Troisièmement, les troupes coalisées, La coalition pour la démocratie, la réconciliation et la paix (CDRP) principale plate-forme de l’opposition a adopté sa charte le 20 novembre 2019. Elle regroupe plusieurs organisations dont le PDCI, EDS (y compris le FPI Gbagbo), l’UPCI, le RACI de Guillaume Soro et bien d’autres. On peut se demander quel avenir aura cette coalition hétéroclite comprenant des organisations aux idéologies si fondamentalement opposées? Mais à quoi bon? Car, comme l’affirme l’économiste J.M. Keynes : « le long terme est un mauvais guide pour les affaires courantes : à long terme nous serons tous morts ». Seul importe en politique l’instant présent et la haine du régime semble suffisante pour étouffer les divergences. Le leader de cette coalition est Henri Konan Bédié, son choix n’est pas fortuit. Il est le président du PDCI, la 2e force politique du pays, après le RHDP (selon le résultat des dernières élections). Ancien chef d’État, héritier et successeur de Félix Houphouët-Boigny, le Sphinx de Daoukro a le prestige suffisant et le dos assez large pour mener à bien les troupes.

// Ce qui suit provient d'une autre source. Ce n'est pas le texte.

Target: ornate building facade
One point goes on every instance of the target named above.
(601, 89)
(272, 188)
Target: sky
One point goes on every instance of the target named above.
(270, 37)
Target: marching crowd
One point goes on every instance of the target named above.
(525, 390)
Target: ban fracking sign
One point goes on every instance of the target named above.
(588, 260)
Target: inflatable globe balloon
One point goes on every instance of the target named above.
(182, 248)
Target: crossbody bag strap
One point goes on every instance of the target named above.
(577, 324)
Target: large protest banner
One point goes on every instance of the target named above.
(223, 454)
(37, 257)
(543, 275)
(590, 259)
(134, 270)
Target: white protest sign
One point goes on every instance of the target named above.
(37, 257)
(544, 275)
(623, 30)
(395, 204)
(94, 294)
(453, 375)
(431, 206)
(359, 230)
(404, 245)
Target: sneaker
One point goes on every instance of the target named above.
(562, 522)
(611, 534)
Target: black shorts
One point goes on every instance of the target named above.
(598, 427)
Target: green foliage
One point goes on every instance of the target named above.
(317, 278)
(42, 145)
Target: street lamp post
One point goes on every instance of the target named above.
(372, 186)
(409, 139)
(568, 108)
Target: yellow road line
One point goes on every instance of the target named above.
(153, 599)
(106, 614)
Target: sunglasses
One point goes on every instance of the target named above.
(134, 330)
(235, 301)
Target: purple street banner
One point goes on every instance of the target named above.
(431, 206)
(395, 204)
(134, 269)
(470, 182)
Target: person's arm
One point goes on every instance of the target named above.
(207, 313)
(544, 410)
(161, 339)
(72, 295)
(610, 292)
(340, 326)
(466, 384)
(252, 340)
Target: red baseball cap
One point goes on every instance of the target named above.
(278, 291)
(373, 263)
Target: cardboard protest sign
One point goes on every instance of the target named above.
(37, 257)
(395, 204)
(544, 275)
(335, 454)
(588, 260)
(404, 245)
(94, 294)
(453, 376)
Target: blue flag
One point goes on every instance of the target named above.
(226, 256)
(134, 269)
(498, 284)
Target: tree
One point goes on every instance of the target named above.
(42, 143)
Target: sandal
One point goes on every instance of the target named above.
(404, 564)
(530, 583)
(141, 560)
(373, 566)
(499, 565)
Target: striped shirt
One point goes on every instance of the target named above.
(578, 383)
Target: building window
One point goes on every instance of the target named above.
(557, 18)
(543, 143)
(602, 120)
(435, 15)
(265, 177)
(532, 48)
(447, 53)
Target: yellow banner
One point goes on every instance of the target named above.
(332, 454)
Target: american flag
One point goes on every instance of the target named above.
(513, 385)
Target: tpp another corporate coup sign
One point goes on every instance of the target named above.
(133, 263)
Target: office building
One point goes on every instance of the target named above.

En conclusion, l’histoire va-t-elle se répéter en Côte d’Ivoire? La bataille de Kirina aura-t-elle lieu en octobre 2020? Rien n’est moins sûr. Il n’existe aucun déterminisme en histoire. La politique est par excellence le lieu de la stratégie, de l’imprévu, de l’invention. Peut-être assisterons-nous à un remake de Kirina, peut-être à la revanche de Soumahoro Kanté, peut-être encore à une nouvelle épopée signée de l’héritier présomptif Bala Kanté, perpétuant ainsi l’œuvre du père. Toutes les options restent ouvertes. Mais à ce jeu où l’avenir reste inconnaissable et où tout est possible, ceux qui connaissent l’histoire et savent en tirer les leçons ont certainement une bonne carte en main.